SeedMe: Data sharing building blocks
datasetposted on 27.11.2017 by Amit Chourasia, David R. Nadeau, Michael L. Norman
Datasets usually provide raw data for analysis. This raw data often comes in spreadsheet form, but can be any collection of data, on which analysis can be performed.
The need for data sharing and rapid data access has become central with the rise of collaborative research in many disciplines. For the general public, several file sharing products are available that post and share files using web browsers. But for science data and research use, these products are not well suited. While consumer products get by with manual user interfaces to add and remove a few shared files, this is not practical for sharing large numbers of science data files, like those generated during and after large-scale computation. Instead, automated and scriptable mechanisms are required that can integrate into computation workflows to post files during and after computation jobs. Scientific data sharing also requires support for collaborative discussion of research results, quick rough-draft visualizations to analyze the data, and support for metadata and descriptive information that can record job and compute platform characteristics, input data, job parameters, job completion status, and other provenance information.

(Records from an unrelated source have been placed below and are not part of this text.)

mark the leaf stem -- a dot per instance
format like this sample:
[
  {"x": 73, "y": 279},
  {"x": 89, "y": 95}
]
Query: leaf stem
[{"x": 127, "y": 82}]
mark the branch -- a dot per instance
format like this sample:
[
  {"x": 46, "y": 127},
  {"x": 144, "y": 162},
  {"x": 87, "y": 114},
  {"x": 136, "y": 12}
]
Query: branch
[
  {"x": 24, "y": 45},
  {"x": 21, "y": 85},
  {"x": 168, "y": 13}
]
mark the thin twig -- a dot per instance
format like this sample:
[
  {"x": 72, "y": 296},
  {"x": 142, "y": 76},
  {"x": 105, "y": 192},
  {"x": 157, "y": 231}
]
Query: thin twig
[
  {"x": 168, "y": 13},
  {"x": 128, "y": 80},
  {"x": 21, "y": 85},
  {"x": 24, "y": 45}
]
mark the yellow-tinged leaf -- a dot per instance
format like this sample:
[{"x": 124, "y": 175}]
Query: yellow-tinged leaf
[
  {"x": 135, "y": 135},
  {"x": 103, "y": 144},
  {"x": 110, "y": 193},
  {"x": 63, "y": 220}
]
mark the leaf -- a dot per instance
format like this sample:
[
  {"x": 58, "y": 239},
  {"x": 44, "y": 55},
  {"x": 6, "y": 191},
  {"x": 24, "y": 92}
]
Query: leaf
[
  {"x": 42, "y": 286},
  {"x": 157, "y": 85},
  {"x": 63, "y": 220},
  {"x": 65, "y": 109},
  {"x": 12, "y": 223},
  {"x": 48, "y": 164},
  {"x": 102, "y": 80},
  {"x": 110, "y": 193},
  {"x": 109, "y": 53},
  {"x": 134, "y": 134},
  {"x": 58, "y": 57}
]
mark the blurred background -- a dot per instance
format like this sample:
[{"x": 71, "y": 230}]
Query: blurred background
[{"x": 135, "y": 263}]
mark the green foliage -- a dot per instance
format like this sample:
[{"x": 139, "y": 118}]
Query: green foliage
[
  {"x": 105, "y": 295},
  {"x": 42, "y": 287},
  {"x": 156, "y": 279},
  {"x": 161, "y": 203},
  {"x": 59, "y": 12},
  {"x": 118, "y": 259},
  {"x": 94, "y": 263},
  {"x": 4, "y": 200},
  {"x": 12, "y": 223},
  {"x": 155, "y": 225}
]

Here we describe work in progress under the umbrella of the SeedMe (Stream, Encode, Explore and Disseminate My Experiments) project that is developing scientific data-sharing and data management tools that cater to the unique needs of computational scientists. These tools support automated and scriptable access to shared data, browser-based data access, secure data storage, sharing with a project workgroup, data descriptions and metadata, threaded collaborative discussion, and light-weight visualization.